In the following days News International withdrew their bid for the BSkyB television-broadcasting takeover, the former editor-in-chief of the News of the World Rebekah Brooks was arrested, and Rupert and James Murdoch were called before Parliament for a hearing.
This was a rapidly changing story, for which I was constantly calling political pundits and media analysts to get fresh opinions. One particularly interesting contact I tracked down was a former ‘show biz’ reporter for the News of the World named Paul McMullan. He had reportedly phone-hacked many celebrities and was famously castigated by Hugh Grant for his behavior. I found him working in a pub in Dover, UK, and was able to speak to him about the shady practices of News International employees.
After speaking to characters like McMullan and many others I ended up with a 30-page word document of contacts, interview notes, and press releases. In the end I contributed to over 10 articles on the phone-hacking story and what became history in the making.

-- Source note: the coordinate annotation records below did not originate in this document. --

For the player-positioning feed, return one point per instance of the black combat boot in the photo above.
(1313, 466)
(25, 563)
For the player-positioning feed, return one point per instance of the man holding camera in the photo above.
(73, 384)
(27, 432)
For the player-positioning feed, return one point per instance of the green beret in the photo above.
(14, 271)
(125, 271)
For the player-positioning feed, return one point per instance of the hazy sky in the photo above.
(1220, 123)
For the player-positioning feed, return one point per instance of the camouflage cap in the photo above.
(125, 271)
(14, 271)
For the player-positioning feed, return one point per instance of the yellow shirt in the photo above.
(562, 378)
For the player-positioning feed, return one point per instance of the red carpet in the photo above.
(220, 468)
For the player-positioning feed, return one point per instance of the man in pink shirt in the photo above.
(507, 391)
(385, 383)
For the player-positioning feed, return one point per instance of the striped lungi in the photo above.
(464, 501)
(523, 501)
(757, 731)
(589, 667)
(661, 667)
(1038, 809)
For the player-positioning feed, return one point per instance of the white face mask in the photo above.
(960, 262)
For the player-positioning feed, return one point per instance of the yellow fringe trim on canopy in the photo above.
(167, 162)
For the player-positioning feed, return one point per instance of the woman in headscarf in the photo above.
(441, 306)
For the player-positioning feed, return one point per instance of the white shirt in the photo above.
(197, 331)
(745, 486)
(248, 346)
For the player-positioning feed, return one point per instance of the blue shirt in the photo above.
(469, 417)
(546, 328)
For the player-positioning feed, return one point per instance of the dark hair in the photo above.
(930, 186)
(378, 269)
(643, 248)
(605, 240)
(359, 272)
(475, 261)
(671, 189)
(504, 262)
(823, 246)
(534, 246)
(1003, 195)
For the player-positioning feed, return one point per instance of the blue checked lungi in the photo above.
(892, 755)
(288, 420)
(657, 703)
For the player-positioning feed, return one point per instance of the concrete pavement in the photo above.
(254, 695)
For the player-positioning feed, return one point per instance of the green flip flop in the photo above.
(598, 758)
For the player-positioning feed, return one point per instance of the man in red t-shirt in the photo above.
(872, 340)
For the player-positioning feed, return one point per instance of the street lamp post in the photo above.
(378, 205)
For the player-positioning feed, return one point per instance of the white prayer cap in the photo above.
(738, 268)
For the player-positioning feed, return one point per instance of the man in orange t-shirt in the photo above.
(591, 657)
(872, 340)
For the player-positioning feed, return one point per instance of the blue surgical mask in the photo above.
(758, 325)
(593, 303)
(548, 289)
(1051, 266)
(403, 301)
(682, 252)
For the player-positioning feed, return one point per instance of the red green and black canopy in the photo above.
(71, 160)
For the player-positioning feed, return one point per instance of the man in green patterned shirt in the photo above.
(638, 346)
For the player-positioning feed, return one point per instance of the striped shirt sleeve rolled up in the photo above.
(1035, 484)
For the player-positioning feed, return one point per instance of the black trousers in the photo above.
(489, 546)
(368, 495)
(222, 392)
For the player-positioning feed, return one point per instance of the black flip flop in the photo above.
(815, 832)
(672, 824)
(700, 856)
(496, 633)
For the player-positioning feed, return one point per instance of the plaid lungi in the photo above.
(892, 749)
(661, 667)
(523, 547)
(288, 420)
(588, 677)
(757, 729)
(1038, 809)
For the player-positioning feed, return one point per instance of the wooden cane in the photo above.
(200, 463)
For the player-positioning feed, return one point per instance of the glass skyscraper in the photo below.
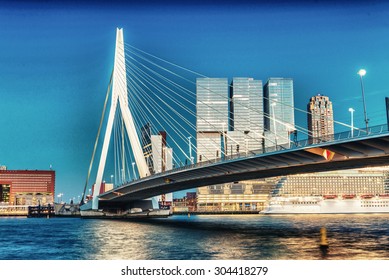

During my time at the Post I took advantage of every opportunity to learn from the people around me, whether it was my boss, people I interviewed on the street, or through press bureaus that I nagged to no end. One of my bosses favorite expressions was “if it doesn’t bleed it doesn’t lead.” Although I had heard it before, it didn’t quite resonate as much until I literally felt like each article that came out of the bureau had an actual pulse.